Cyrus Nikolaidis

Cyrus Nikolaidis

AI Research Engineer · Meta · New York

I build systems that help make AI safer — guardrails, evaluations, and monitoring for large language models.

I'm a Tech Lead at Meta's Superintelligence Labs, working on AI trust monitoring. Previously I led efforts to incubate the use of ML for privacy and security challenges at Meta.
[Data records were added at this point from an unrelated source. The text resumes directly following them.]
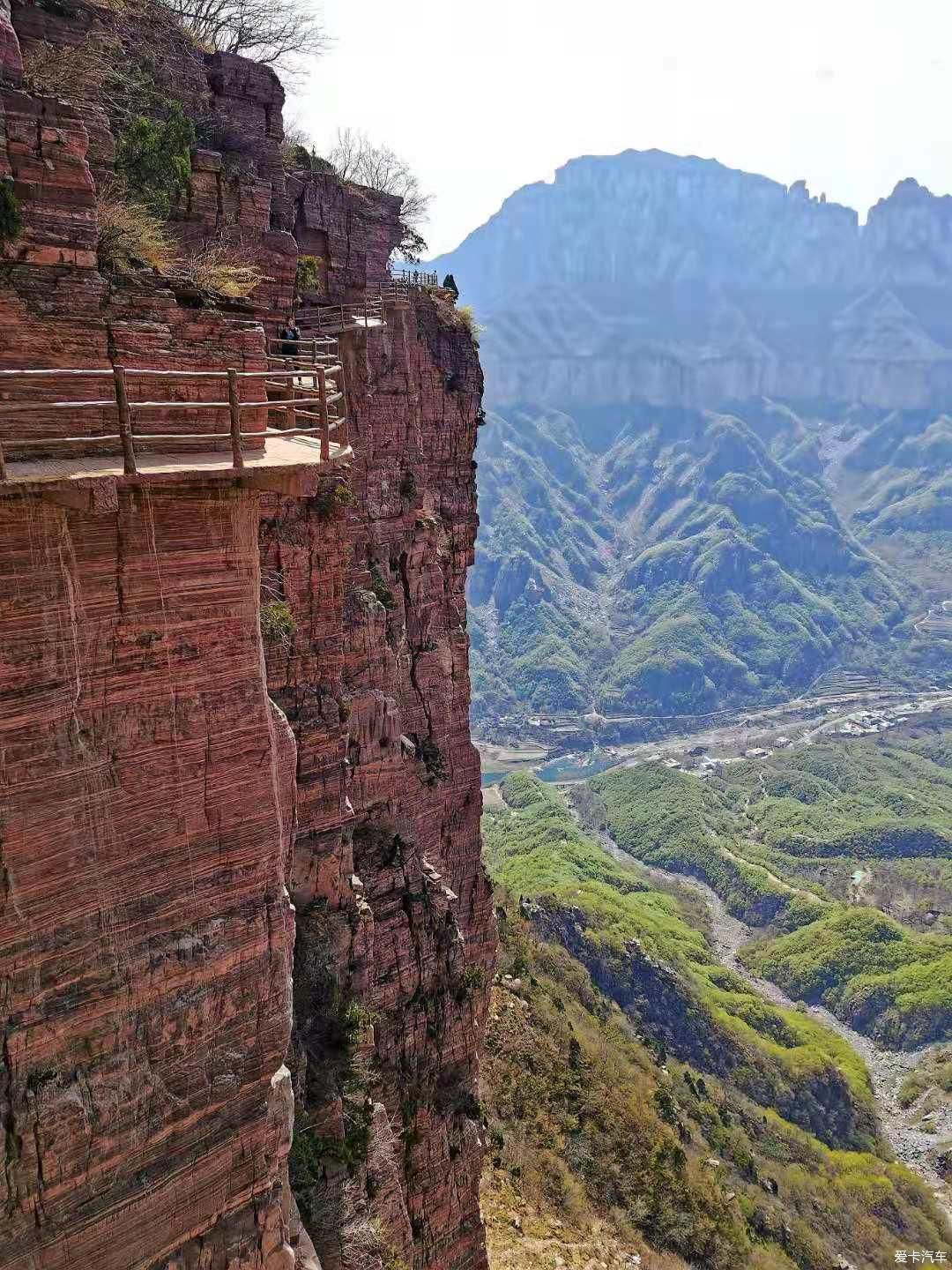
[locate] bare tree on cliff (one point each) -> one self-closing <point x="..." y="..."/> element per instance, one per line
<point x="358" y="161"/>
<point x="274" y="32"/>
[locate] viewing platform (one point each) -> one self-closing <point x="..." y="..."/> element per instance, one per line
<point x="273" y="429"/>
<point x="368" y="312"/>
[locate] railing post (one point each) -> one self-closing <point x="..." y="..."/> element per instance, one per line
<point x="235" y="415"/>
<point x="325" y="421"/>
<point x="122" y="403"/>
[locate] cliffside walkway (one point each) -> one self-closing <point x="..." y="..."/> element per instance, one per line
<point x="306" y="394"/>
<point x="367" y="312"/>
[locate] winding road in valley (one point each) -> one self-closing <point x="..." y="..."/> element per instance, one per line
<point x="888" y="1068"/>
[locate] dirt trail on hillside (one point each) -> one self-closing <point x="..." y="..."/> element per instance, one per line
<point x="888" y="1068"/>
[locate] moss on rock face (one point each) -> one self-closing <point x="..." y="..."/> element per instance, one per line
<point x="11" y="213"/>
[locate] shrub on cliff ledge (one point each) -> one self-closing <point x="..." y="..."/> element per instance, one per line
<point x="219" y="270"/>
<point x="273" y="32"/>
<point x="153" y="158"/>
<point x="130" y="235"/>
<point x="355" y="159"/>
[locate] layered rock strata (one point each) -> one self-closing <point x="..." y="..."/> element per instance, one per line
<point x="190" y="811"/>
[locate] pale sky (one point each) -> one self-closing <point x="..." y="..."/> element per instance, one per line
<point x="485" y="95"/>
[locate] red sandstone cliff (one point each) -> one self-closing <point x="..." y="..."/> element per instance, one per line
<point x="184" y="810"/>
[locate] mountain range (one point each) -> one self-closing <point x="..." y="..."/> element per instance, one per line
<point x="718" y="455"/>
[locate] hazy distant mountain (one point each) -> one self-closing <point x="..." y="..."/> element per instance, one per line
<point x="645" y="276"/>
<point x="718" y="460"/>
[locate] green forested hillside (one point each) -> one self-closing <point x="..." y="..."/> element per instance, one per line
<point x="824" y="848"/>
<point x="652" y="1129"/>
<point x="671" y="560"/>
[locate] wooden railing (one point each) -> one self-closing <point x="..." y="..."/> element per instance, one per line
<point x="315" y="392"/>
<point x="415" y="277"/>
<point x="305" y="352"/>
<point x="355" y="314"/>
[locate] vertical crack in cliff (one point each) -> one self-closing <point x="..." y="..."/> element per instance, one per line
<point x="145" y="497"/>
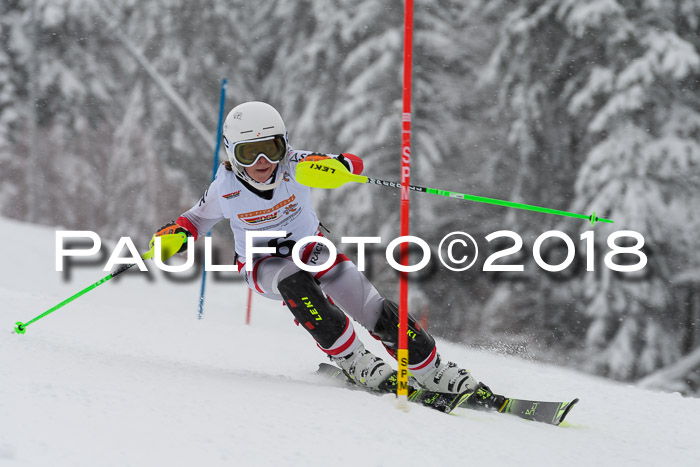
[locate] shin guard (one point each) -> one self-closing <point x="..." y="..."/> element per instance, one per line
<point x="420" y="343"/>
<point x="305" y="299"/>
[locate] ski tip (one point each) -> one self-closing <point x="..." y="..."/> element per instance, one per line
<point x="566" y="410"/>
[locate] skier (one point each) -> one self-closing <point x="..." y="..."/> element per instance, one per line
<point x="256" y="191"/>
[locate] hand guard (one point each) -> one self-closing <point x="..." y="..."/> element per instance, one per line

Much of our work has been open-sourced and widely adopted by the community: CyberSecEval, LlamaFirewall, PromptGuard, and LlamaGuard.

Before all this, I worked on recommendation systems — I built the first version of Instagram's feed ranking and worked on Facebook search.

Updates

Aug 2025
Spoke at Blackhat Arsenal and The Diana Initiative in Las Vegas.
Jun 2025
Joined Meta's Superintelligence Labs as an AI Research Engineer, working on safety evaluations and monitoring.
Apr 2025
Released Llama Prompt Guard 2 86M and 22M — we believe these to be the strongest jailbreak detection models available.
Apr 2025
Published LlamaFirewall — a framework for deploying AI agent defenses. (Website, GitHub)
Feb 2025
Hosted a workshop and demo at AI Security Forum in Paris.
Aug 2024
Spoke at DefCon AI Village on evaluations and guardrails against prompt injection attacks.
Aug 2024
Hosted a workshop at AI Security Forum.
Jul 2024
Published CyberSecEval 3 — advancing the evaluation of cybersecurity risks in LLMs.
Jul 2024
Co-authored The Llama 3 Herd of Models paper — our team contributed cybersecurity risk measurements and system-level safety models.
Jul 2024
Launched PromptGuard and LlamaGuard 3, part of Meta's system-level safety stack for Llama.
Apr 2024
Published CyberSecEval 2 — a wide-ranging cybersecurity evaluation suite for LLMs.
Dec 2023
Published Purple Llama CyberSecEval — a secure coding benchmark for language models.